As you can imagine there is a lot of angst regarding bad ratings. I don't know how common it is but a rating of three or lower results in that worker no longer being allowed to pick up jobs for that customer. I don't believe that the customer is necessarily ever aware that selecting the midpoint response has that severe consequence. Another point of some frustration is that the customers are forced to leave feedback, if they hadn't already done so, at the point they want to use the service again. And finally another possible bias until recently was that customers couldn't leave any further feedback in tandem with a five-star rating; all others were prompted for more details.
Here's another point that's possibly significant: A customer can actually change a worker's rating at any time and so it appears to me that ratings are not intended as a measure of performance per job but rather as the worker overall. Though I'm very curious to see for myself the interface of the mobile app that collects this information I just haven't had the opportunity yet.
These figures are used to calculate a rolling average and in this case that average drives a ranking used to determine the order that workers on shift get a notification, and thus opportunities, to snag new jobs. Workers can have multiple territories and as another twist I believe the ratings generally apply per territory, at least in the first stage of ranking. In many cases the sample could be small or non-existent. The ranking is never explicitly revealed and apparently the formula also involves a few other stats and all-time fallbacks/tie-breakers.
Let's mostly ignore that and focus on the big rating average. There is a lot of variance in the number of completed jobs across the workers. At a given time there are often only a handful of workers active in each territory. New workers initially get an artificial boost to their scores so they can get in the game.

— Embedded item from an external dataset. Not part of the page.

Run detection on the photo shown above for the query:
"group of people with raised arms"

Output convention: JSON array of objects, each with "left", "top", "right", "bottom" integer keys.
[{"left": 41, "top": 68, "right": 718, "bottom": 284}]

Hopefully this is enough information to make some broad generalizations about it. I know that there are problems trying to use a Likert scale to generate and interpret averages and I've read this question in particular. (Is this in fact a Likert scale or just another kind of ordinal scale?) I already liked the idea of adjusting the customers' scores as suggested there. But ultimately I am very much a novice in this field and I want to know where this performance metric sits on a spectrum between perfectly reasonable and entirely unfair. Are there any factors here that make this whole system a bad idea?